Richard Whitecross

Dr Richard Whitecross is an Associate Professor in Law, Edinburgh Napier University. His research interests build on his background as a lawyer and social anthropologist and encompasses access to justice, particularly for refugees, asylum seekers and unaccompanied minors, as well as, migrants; socio-legal studies; environmental justice; ethnographic studies of everyday engagement with culture, law, and power; and minority and marginalised groups.

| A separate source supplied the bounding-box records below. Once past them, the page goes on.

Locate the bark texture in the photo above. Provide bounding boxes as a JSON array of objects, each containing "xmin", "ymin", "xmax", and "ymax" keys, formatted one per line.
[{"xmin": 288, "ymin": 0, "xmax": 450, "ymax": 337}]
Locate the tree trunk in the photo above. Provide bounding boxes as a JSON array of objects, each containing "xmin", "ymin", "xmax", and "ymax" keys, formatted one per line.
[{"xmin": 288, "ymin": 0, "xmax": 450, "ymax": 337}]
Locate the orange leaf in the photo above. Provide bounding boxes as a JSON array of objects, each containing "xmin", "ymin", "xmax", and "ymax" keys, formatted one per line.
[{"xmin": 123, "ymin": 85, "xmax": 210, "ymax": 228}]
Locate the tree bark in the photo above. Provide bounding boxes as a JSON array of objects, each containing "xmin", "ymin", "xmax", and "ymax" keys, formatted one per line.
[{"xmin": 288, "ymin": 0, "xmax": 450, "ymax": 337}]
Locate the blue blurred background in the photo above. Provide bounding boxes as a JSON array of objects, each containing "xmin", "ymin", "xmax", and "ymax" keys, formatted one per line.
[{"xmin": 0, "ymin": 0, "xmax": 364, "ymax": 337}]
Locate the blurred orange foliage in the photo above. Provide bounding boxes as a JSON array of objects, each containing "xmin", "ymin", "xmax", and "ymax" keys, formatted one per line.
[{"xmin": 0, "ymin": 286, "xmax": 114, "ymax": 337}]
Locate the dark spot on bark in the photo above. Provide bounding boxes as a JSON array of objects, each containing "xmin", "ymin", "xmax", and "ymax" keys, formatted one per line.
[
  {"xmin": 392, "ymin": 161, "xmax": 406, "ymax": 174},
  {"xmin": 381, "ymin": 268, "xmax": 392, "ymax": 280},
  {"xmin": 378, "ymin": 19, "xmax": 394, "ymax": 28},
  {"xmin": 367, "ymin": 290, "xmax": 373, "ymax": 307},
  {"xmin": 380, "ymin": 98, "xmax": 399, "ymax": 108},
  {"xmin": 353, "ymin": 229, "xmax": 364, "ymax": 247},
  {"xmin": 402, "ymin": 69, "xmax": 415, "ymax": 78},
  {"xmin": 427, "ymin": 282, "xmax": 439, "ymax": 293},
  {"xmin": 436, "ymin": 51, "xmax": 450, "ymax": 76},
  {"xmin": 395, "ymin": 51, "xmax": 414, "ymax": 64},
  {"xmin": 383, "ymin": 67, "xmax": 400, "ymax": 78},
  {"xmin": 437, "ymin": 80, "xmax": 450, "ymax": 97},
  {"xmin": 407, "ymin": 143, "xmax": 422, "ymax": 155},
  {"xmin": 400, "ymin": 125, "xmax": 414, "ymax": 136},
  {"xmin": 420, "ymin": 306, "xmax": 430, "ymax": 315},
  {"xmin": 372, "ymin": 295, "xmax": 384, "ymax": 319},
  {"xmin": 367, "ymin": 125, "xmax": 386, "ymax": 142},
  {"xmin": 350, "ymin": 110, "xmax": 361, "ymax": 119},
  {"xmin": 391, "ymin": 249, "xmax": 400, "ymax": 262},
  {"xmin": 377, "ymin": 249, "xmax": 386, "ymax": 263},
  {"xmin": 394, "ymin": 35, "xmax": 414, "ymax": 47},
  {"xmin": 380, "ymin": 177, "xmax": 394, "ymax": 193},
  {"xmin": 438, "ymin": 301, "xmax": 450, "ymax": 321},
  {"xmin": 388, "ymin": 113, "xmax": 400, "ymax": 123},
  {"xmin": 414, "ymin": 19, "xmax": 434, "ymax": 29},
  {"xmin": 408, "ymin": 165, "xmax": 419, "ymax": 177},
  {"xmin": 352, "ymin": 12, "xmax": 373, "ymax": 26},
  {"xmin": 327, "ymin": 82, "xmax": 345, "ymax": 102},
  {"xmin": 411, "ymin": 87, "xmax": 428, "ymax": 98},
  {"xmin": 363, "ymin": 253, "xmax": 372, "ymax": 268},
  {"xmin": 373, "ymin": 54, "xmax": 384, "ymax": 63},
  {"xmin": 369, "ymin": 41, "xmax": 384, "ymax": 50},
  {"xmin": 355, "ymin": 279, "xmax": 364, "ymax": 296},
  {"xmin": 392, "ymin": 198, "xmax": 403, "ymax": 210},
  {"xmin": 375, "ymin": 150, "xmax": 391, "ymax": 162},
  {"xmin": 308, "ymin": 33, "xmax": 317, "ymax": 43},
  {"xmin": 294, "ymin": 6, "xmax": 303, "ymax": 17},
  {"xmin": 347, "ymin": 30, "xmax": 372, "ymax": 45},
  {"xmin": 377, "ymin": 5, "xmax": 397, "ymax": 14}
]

His thesis, The Zhabdrung’s Legacy: state transformation, law and social values in contemporary Bhutan won the RAI/Sutasoma Award 2001. Among his recent publications, are “Of Texts and Drama: Delivering Justice in Bhutan”, Buddhism, Law and Society, “Thrims khang and the Setting for Justice: The Spatial Evolution of the Courts of Justice in Bhutan”, Buddhism, Culture and Society in Bhutan, and “Law, ‘Tradition’ and Legitimacy: Contesting Driglam namzha”, Development Challenges in Bhutan.

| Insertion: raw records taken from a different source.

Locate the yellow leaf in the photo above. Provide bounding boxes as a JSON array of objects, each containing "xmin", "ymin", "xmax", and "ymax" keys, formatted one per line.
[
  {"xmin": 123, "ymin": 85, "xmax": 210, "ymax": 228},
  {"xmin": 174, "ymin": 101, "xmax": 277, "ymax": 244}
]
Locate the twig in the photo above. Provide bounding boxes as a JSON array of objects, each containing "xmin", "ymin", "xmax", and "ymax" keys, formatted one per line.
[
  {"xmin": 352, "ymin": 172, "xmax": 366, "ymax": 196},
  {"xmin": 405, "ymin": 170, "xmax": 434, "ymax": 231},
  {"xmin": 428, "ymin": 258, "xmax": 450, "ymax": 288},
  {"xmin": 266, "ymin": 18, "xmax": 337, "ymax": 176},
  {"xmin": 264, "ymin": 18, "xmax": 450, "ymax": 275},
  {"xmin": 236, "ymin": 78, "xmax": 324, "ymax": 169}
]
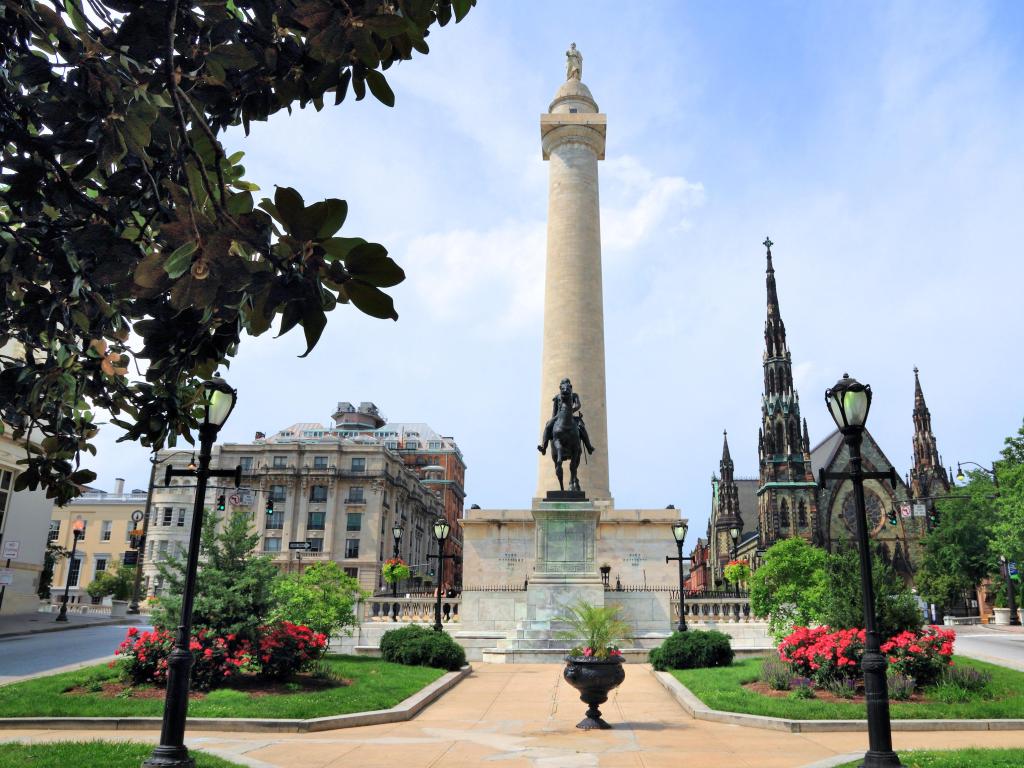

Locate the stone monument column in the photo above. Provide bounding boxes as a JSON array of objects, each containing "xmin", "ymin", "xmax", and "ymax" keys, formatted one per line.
[{"xmin": 537, "ymin": 51, "xmax": 611, "ymax": 503}]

In 2017, funded by the Royal Society of Edinburgh, Richard organised a series of workshops for policy leads and practitioners on unaccompanied minors in Scotland. He is currently conducting research in Scottish courts on domestic abuse. He is a member of the Law Society of Scotland Equalities Committee, and the Immigration, and Asylum Committee, as well as, the Scottish Parliament Cross-Party Working Group on Sectarianism.